HashTables seem to have the advantage that all of the space held by the
properties are only kept live by the hash-table itself (which is caught up
in the add/peek function closures); hence, when the add/peek functions
are collected, the properties go away.
On the other hand, PropertyLists have the advantage that we can reclaim
the space of properties as soon as we are done with a piece of the AST.
What I'm trying to say is that may of our optimizations look like:
val {labelInfo : Label.t -> ???, ...} = Property.new (Label.plist, ...)

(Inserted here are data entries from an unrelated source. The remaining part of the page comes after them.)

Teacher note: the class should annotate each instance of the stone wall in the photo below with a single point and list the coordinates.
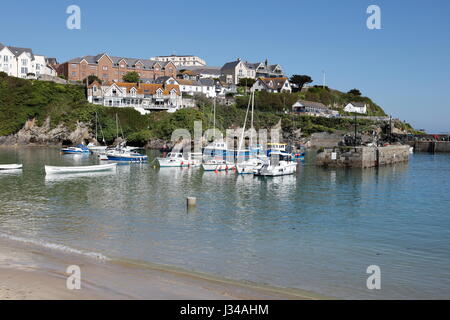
(430, 146)
(362, 157)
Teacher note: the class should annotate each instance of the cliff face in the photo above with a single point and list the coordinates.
(32, 134)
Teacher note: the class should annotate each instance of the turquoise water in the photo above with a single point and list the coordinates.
(317, 231)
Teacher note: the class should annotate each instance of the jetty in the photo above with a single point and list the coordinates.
(362, 156)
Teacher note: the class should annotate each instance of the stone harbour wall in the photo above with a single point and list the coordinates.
(362, 157)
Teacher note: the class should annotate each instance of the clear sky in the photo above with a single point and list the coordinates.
(404, 67)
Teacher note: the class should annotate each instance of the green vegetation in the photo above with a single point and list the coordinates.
(300, 81)
(22, 100)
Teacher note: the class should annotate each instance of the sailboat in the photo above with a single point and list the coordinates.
(92, 147)
(255, 162)
(123, 153)
(216, 153)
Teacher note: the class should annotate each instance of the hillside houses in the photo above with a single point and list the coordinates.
(313, 109)
(23, 63)
(356, 107)
(111, 68)
(144, 97)
(274, 85)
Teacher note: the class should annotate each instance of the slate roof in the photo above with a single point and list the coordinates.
(131, 62)
(312, 104)
(274, 83)
(17, 51)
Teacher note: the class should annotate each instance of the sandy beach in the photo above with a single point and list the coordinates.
(29, 272)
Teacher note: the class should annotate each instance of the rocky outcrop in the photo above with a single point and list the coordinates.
(33, 134)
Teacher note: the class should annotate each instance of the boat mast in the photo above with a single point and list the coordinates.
(214, 121)
(117, 126)
(251, 127)
(96, 127)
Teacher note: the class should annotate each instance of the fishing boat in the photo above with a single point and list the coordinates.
(10, 166)
(96, 168)
(279, 164)
(217, 165)
(125, 156)
(176, 159)
(91, 146)
(250, 166)
(96, 149)
(79, 149)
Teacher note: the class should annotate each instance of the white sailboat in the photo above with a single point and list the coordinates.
(176, 159)
(10, 166)
(255, 162)
(73, 169)
(280, 163)
(92, 147)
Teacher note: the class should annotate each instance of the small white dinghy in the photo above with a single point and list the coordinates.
(96, 168)
(10, 166)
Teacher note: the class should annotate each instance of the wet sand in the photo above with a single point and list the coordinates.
(30, 272)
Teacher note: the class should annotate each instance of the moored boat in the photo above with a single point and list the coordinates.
(125, 156)
(10, 166)
(79, 149)
(250, 166)
(96, 168)
(279, 164)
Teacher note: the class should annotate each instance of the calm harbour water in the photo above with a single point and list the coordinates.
(317, 231)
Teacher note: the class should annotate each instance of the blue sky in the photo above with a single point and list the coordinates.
(404, 67)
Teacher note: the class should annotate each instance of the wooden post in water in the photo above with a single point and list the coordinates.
(191, 202)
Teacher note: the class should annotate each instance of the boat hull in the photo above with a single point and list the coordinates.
(274, 171)
(10, 166)
(97, 168)
(128, 158)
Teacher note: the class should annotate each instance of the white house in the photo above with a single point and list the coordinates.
(205, 86)
(21, 63)
(144, 97)
(181, 61)
(280, 84)
(312, 108)
(356, 107)
(233, 71)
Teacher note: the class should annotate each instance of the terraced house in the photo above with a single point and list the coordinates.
(144, 97)
(109, 68)
(23, 63)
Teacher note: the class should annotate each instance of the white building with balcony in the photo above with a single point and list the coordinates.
(181, 61)
(144, 97)
(22, 63)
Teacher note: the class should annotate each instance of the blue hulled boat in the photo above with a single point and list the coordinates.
(79, 149)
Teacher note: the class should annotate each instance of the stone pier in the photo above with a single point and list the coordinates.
(362, 157)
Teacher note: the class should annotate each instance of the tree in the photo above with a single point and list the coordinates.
(355, 92)
(91, 78)
(132, 76)
(300, 81)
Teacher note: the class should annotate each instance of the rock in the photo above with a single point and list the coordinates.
(32, 134)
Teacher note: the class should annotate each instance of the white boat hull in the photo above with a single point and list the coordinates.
(97, 168)
(277, 170)
(10, 166)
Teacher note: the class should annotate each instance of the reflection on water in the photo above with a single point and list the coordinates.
(317, 230)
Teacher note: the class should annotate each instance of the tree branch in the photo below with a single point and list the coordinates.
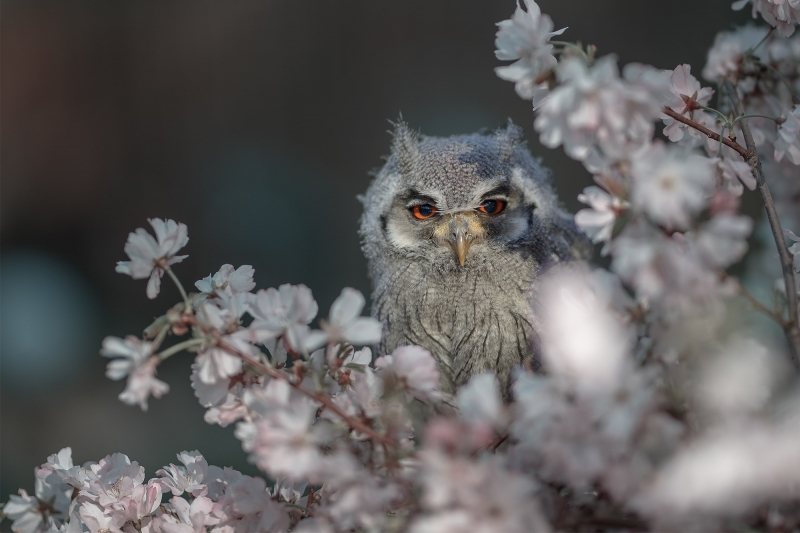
(327, 403)
(792, 327)
(711, 134)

val shrink = shrinkFunction globals
val functions =
List.revMap
(functions, fn f =>
let
val f = Function.make {...}
val f = shrink f
in
f
end)
The shrink of the function automatically calls Label.clear on each label
within this function; hence, we reclaim all of the space held by
properties associated with labels, because they are not needed while
processing the next function. We could acheive this with the hash-tables
by resetting the table. However, a varInfo : Var.t -> ??? is a bit
trickier, because we may have varInfo properties associated with globals
that we do not want to reset, because they are still needed.
So, I guess it really is just a question of usage. I can see situations
where each implementation would have its advantages.